The authors demonstrate that field studies are an important and a much-needed element of contemporary social psychology and that abandoning this method would be at a great loss for the field. Examining successful examples of field studies, including those by Sherif and Sherif, studies of obedience by Hofling, or the studies of stereotypes of the Chinese by LaPiere, they explore the advantages and limitations of the field study method, whilst offering practical guidance on how it can be used in experiments now and in the future. Covering the history and decline of the field study method, particularly in the wake of the replication crisis, the text argues for the revival the field study method by demonstrating the importance of studying the behaviour of subjects in real life, rather than laboratory conditions. In fact, the results point to certain variables and research phenomena that can only be captured using field studies.
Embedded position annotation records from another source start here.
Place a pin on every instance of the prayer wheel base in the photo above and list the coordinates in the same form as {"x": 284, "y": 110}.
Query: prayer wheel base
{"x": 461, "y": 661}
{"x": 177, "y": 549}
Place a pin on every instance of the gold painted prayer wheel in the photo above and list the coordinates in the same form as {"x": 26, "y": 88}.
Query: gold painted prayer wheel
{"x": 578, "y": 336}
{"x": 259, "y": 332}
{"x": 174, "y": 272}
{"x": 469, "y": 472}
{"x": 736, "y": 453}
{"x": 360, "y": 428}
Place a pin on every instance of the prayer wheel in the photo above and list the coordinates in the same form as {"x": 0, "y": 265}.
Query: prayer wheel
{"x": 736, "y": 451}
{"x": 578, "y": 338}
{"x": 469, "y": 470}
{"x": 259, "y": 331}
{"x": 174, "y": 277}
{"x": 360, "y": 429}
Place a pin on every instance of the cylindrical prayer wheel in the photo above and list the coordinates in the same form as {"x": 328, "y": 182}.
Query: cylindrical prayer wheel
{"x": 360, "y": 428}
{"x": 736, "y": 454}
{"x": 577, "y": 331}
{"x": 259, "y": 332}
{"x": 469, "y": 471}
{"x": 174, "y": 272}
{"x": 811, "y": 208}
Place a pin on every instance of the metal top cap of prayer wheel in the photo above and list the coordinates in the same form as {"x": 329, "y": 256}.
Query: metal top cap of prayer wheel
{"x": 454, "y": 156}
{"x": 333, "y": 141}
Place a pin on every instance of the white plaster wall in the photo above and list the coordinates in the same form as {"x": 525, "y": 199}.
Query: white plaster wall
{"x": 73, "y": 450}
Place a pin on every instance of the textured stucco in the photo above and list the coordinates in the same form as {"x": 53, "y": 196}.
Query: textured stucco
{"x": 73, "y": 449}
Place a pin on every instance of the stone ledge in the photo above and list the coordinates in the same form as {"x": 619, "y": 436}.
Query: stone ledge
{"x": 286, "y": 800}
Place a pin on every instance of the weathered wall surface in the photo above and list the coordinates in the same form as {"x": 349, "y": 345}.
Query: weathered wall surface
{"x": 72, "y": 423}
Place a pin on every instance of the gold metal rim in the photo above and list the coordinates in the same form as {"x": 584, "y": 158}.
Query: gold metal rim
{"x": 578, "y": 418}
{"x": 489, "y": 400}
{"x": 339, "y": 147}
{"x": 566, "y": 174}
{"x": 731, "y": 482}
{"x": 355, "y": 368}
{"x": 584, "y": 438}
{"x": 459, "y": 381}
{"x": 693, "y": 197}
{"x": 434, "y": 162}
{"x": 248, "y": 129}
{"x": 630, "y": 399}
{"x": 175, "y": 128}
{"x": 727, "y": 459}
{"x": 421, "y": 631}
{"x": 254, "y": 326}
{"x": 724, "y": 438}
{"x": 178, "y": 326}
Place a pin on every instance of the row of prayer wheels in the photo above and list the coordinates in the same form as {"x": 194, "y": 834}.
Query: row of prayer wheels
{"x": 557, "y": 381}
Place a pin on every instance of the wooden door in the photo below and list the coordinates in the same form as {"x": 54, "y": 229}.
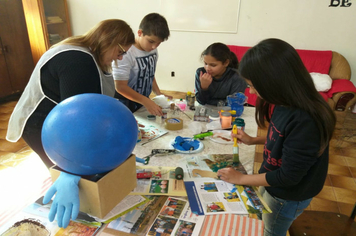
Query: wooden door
{"x": 16, "y": 59}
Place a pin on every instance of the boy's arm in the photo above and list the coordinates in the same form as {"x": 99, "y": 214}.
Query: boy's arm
{"x": 122, "y": 88}
{"x": 157, "y": 91}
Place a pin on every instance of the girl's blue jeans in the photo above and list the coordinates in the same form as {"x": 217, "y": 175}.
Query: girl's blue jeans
{"x": 284, "y": 212}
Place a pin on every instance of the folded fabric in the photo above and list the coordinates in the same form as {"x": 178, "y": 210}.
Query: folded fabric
{"x": 322, "y": 82}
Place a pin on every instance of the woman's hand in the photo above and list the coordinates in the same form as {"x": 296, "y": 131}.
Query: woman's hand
{"x": 153, "y": 108}
{"x": 242, "y": 137}
{"x": 230, "y": 175}
{"x": 167, "y": 96}
{"x": 205, "y": 80}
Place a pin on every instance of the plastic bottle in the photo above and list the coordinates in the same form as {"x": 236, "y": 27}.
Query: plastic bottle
{"x": 233, "y": 114}
{"x": 225, "y": 120}
{"x": 240, "y": 123}
{"x": 190, "y": 98}
{"x": 182, "y": 105}
{"x": 214, "y": 116}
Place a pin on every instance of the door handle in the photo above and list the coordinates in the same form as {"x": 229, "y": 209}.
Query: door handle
{"x": 4, "y": 50}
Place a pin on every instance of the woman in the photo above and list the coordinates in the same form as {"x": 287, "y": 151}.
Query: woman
{"x": 79, "y": 64}
{"x": 296, "y": 152}
{"x": 218, "y": 78}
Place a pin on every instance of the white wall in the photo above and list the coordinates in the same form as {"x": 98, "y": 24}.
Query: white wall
{"x": 304, "y": 24}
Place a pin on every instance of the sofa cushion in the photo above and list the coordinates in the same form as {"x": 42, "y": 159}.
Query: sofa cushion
{"x": 341, "y": 85}
{"x": 314, "y": 61}
{"x": 322, "y": 82}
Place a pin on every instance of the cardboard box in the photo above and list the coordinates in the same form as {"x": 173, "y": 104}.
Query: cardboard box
{"x": 99, "y": 198}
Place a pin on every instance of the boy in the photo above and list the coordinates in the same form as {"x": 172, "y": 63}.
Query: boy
{"x": 135, "y": 75}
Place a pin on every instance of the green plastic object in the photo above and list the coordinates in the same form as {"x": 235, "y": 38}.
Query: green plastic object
{"x": 202, "y": 135}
In the final section, the authors also explain the methods to follow when conducting field studies, to make sure they are methodologically correct and meet the criteria of contemporary expectations regarding statistical calculations, while also ensuring that they are conducted ethically.
This is an essential reading for graduate and undergraduate students and academics in social psychology taking courses on methodology, and researchers looking to use field study methods in their research.
- Is Social Psychology still a Science of Human Behavior?
- A Strictly Natural Experiment
- The Field Study in Social Psychology – The History of Research Conducted Using the Field Study Method
- Field Study Vs. Other Research Methods – A Comparison
- Internal and External Validity: Enemies or Friends?
- Ethical Aspects of Field Studies – What the Code Says and What Common Sense Dictates
- Who Should be the Participants? – The Problem of Randomization in Field Studies
- The Effect of the Social Context of Studies
- Imprecise Procedures as a Source of Error Variance
- Variables that are (usually) Omitted in the Experimental Procedure and that Affect the Outcomes of the Experiment
- Studies Conducted Via the Internet Perceived as being in a Natural Environment for Numerous Actions of Contemporary Man
- Publication of Results
- Areas where Field Studies have Remained in Use
- Good Practices
- Final Remarks
"In a particularly engaging fashion, the authors explore the methodology, ethics, and importance of field research within social psychology. They point to the rich benefits of field research, two of which are especially significant. First, field research allows researchers to assess whether the effects they are investigating are powerful enough to appear in naturally-occurring environments. Second, it allows the public to recognize the relevance of social psychological findings to their lives."